Reviewed
by Will Stackman
At
the center of this faithful adaptation of Charles Dickens' best known novel, "Oliver
Twist" is Ned
Eisenberg's
scenery chewing performance as Fagin, the mastermind of the gang of juvenile thieves.
This role, usually played as a version of Shylock in the period, was a favorite
of Victorian actor/managers. Indeed the novel was adapted for the stage before
the completion of its serial publication. Michael Wartella as the title character, young
Oliver, is also convincing as the eternal victim, even though he's hardly the
ten year old of the original.
ART
regulars, rotund Remo Airaldi as the Beadle Mr. Bumble, Karen MacDonald as the harridan who keeps the
workhouse and marries Mr. Bumble, Will LeBow as Mr. Brownlow, Oliver's
grandfather, and Thomas Derrah as Mr. Sowerberry, the undertaker as well as Mr.
Grimwig, Brownlow's cynical friend, perform up to their usual high standard,
while also taking a number of minor roles. Lebow appears as the county
magistrate who allows the Bumbles to sell Oliver as an apprentice to the dour
Sowerberrys and Derrah is the judge from whom Brownlow rescues Oliver.
Notable
visiting artists include glowering Gregory Derelian as Bill Sykes -- sans dog. He
also plays Mrs. Sowerberry. Jennifer Ikea is doomed Nancy, the teenage prostitute who loves
him, and also appears in the first scene as Oliver's dead mother. Carson
Elrod is the
Artful Dodger, who starts the evening narrating Oliver's early days changing
into the young criminal during a fateful meeting with Oliver on the road to
London. Elizabeth Jasicki plays Charlotte Sowerberry and later Rose Brownlow.
Finally four main members of Fagin's band are uniformly convincing as they
morph from character to character, form a street band to play Gerald
McBurney's
original score on the violin, the hurdy-gurdy and the blaring serpent, as well
as joining the ensemble in musical interludes during which the cast sings short
setting of the author's prose commentary.
Designer
Rae Smith's
set is a unique combination of early Victorian popular theatricals, arcade
penny dreadful tableaus, toy theatre, and stylized gruesome melodrama. Banners
and signs fly in and out, trap doors open, and most of the action occurs in a
raised box set with mottled and stained walls. Her costumes are derived from
crude illustrations from the period, from rags on the poor, Nancy as a garish
trollop, padded Victorian caricatures for the Bumbles, and stylized upper class
for togs for the Brownlows. Neil Barrett's direction is marvelously choreographed with
moments of mock solemnity and frozen violence. Lighting by Scott Zielinski, who recently did "Three
Sisters" and "Dido, Queen of Carthage" for the ART, uses
theatrical effects to shift the mood. A.R.T's David Remedios' usual first-rate sound design
completes this revival of "Oliver Twist" which will next move to
NYC's Theatre for a New Audience.
Barrett's
approach could be loosely described as Brechtian, but really springs from the
similar melodrama sources and the diversity of Victorian theatrical expression.

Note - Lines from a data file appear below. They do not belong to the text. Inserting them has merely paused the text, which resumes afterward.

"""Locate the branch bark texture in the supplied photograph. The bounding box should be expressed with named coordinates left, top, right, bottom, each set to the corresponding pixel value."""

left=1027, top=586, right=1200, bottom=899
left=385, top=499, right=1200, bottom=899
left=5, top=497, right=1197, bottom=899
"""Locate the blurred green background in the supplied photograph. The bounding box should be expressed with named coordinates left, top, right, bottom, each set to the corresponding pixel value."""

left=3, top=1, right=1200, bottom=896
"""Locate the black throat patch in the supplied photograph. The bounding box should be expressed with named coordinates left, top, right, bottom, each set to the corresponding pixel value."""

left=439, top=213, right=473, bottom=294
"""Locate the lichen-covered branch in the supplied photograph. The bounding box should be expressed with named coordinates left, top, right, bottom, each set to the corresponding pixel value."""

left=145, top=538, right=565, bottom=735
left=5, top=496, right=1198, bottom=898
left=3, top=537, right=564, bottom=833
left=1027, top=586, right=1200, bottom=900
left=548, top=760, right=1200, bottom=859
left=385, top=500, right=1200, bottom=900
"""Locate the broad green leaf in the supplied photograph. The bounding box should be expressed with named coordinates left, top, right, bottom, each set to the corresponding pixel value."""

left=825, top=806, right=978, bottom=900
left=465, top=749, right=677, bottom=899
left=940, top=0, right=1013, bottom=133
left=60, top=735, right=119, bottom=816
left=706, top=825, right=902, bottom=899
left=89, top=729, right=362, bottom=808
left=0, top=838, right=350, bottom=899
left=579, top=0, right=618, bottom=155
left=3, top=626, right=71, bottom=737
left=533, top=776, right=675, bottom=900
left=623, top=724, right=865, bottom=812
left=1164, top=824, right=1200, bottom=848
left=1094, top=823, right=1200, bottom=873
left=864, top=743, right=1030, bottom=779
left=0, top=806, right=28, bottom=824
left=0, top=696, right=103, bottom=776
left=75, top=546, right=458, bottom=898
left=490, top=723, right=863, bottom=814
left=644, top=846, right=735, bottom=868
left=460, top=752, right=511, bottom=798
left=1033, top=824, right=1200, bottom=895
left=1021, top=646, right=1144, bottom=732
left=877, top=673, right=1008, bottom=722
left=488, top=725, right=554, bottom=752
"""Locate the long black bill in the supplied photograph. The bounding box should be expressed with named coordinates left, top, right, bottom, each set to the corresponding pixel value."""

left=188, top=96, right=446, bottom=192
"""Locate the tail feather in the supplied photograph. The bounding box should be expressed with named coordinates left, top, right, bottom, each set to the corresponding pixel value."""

Dickens was an ardent follower of popular entertainment, including it in
several of his novels. He got on the boards himself with his reading tours of
"A Christmas Carol." It's even been suggested that rather than
attempt to prevent premature productions of his serial novels, he paid close
attention to audience reactions and tailored his final chapters according to
their reactions. This production also attempts to include the author's moral
indignation at society's indifference to the suffering of the poor in Victorian
England by having the Dodger, who functions as the principal narrator, read
from the novel directly, including the fate of him and his compatriots. But of
course it's the looming force of Fagin, here played full-bore by Eisenberg
personifying greed combined by the recurring brutality exemplified by Bill
Sykes, that drives such a lesson home.